In general, these considerations give us some standards for sorting through the available options. We can be present to one another in different modes, different intensities. Bodily, tangible, face-to-face presence is best of all. Second best are interactive technologies that enable us to see and hear one another. Failing that, we may have to rely on the voice, or the written word.

Let me apply this first to pastors and church leaders. Now is not a time to retreat to the study to wait for your church members to call if they need you. They do need you. They need to know Christ is with them now, and you are ordained to be Christ's presence to them.

Now is a time to redouble your efforts to be present to the congregation. They need to hear your voice and see your face, and you need to hear and see them.

For some members, that will mean a personal visit, so you can pray with and for them, even if it's on the front lawn. For others, it means a weekly check-in by Zoom, Skype, or phone.

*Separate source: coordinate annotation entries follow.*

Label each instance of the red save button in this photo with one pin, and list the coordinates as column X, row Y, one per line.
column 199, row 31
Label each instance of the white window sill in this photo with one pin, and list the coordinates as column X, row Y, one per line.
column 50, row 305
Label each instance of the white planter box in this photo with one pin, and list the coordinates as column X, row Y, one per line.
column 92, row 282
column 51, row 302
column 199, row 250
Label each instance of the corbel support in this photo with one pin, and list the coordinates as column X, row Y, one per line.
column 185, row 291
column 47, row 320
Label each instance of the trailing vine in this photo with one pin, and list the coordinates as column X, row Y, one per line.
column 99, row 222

What about worship? It's not surprising that some churches have adapted easily to online church. After all, online church isn't all that different from live church. When they gather in person, they watch the praise band; they might sing along but they aren't singing to one another. They listen to a sermon. They rarely commune at the Lord's table anyway, so they don't even think to wonder if they can celebrate a virtual Eucharist.

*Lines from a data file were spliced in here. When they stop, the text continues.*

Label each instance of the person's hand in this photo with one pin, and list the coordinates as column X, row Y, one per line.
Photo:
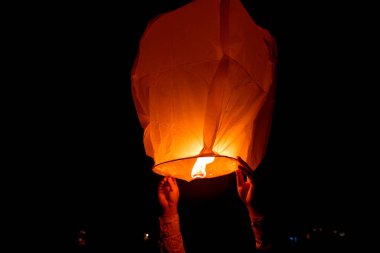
column 246, row 188
column 168, row 196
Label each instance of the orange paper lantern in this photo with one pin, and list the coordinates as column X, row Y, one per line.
column 203, row 88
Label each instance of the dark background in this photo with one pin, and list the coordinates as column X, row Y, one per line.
column 98, row 178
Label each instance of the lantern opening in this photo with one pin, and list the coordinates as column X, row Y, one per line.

But that form of worship is deeply flawed. It doesn't embody the one-another dimension of Christian liturgy. It doesn't embody mutual presence.

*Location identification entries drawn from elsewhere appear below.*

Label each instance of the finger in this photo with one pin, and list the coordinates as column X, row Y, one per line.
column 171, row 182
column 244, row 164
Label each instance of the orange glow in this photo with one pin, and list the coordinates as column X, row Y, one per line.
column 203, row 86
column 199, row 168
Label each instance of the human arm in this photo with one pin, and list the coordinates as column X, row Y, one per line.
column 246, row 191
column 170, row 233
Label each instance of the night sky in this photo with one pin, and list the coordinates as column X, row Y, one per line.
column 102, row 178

Churches that believe worship is a gathering of bodies as a body find the current situation much more challenging. The gradation of "presences" sketched above might help.

In some states in the U.S., churches are still permitted to meet, within certain restrictions. I believe they should meet, while observing public health guidelines and without grandstanding.

Churches could have several consecutive services on a Sunday, or spread out through the weekend. Churches could subdivide into parishes and hold smaller services at homes. Bodily presence, even if it involves only two or three or ten meeting together, is optimal.

For churches that cannot meet, technologies that permit some form of interactiveness are preferable. As Brad East notes, following Robert Jenson, worship involves "cross-talk" of members to one another.

For the past two Sundays, I've led a Zoom service for a small group from my home. My family worship together in person, while others join us from their homes. We're able to sing and say the liturgy together. Glitches and infelicities abound, but we at least approach the biblical norm of face-to-face, voice-to-voice presence.

Among other things, the closer we get to full bodily presence, the more refreshing our time is. Praying together, saying a creed together, singing together (even badly), laughing together reminds us, in this strange time, that God still sits on the circle of heaven with Jesus at His right hand.